Everyone knows that a family history of breast cancer increases your risk of inheriting the disease. But lifestyle can also play a role. By making some changes in your daily life, you can significantly lower your personal risk level.
According to the National Breast Cancer Foundation, risk factors for breast cancer include diet and lifestyle factors: lack of exercise, a diet high in saturated fat, and more than two alcoholic drinks per day can all increase your chances of getting the disease. Being obese or overweight also increases the risk, so it's a good idea to follow a healthy meal plan and exercise regularly.
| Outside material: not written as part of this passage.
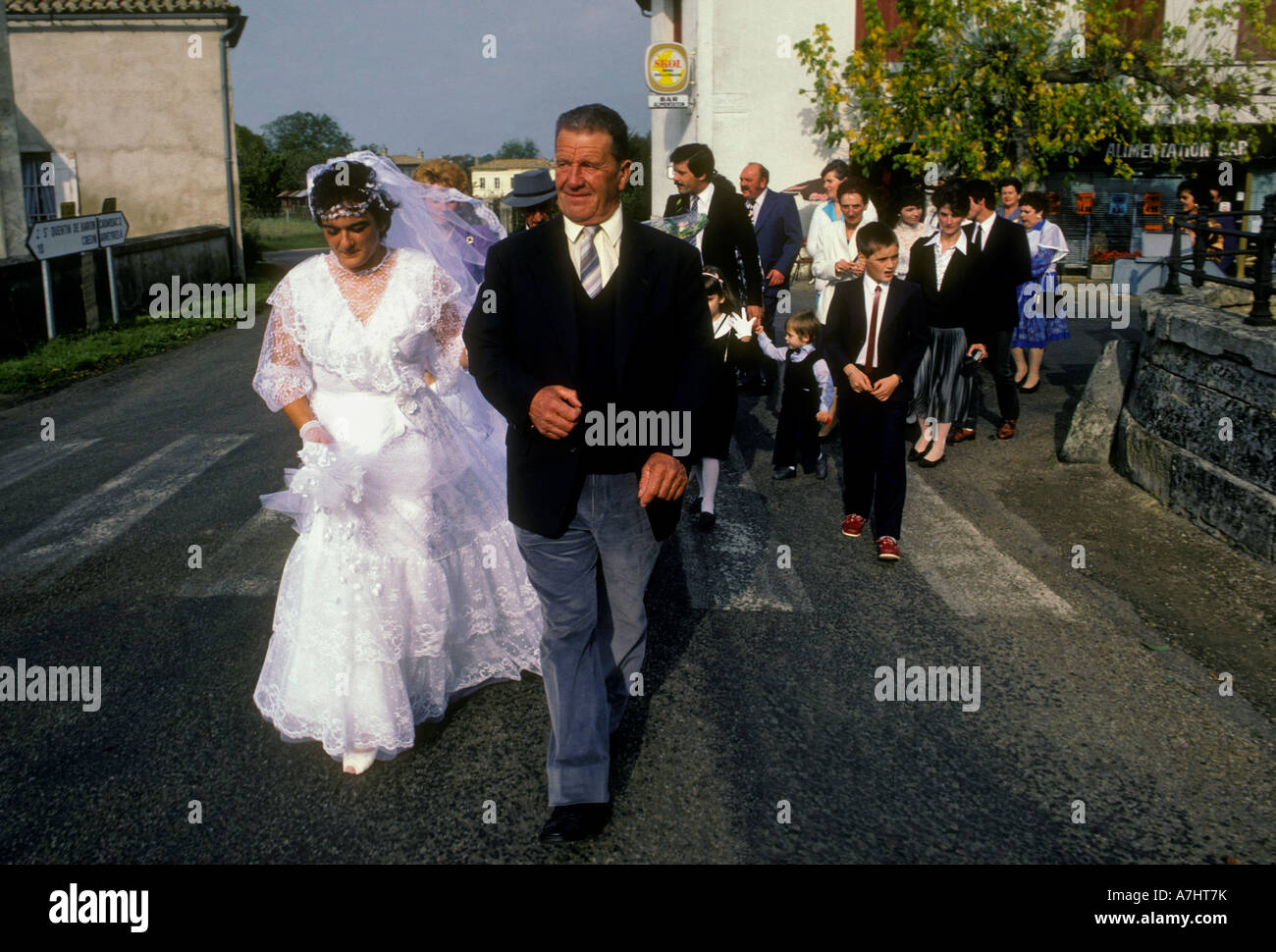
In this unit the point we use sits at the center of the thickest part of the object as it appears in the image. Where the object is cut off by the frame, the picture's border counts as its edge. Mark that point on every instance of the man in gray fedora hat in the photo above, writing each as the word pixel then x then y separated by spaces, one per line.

Developing an early detection plan is another effective way to take your healthcare into your own hands and possibly save your own life. The NBCF advises the following early detection plan:
- Beginning at age 20: Perform breast self-exams and look for any signs of change.
- Age 20 to 39: Schedule clinical breast exams every three years.
- By the age of 40: Have a baseline mammogram and annual clinical breast exams.
- Ages 40 to 49: Have a mammogram every one to two years depending on previous findings.
- Ages 50 and older: Have a mammogram every year.(Half of all women diagnosed are over the age of 65).
You can create an early detection plan at NBCF's website. They will provide you with reminders and instructions for monthly self breast exams and reminders for a clinical exam once every three years. You can also start a Personal Health Record to keep track of your appointments, test results, and self-exams over the years.
If you've never had a breast exam before, now is the time to start. National Mammography Day is Oct 22. Many cities have a mobile mammography van-check the universities and medical centers near you.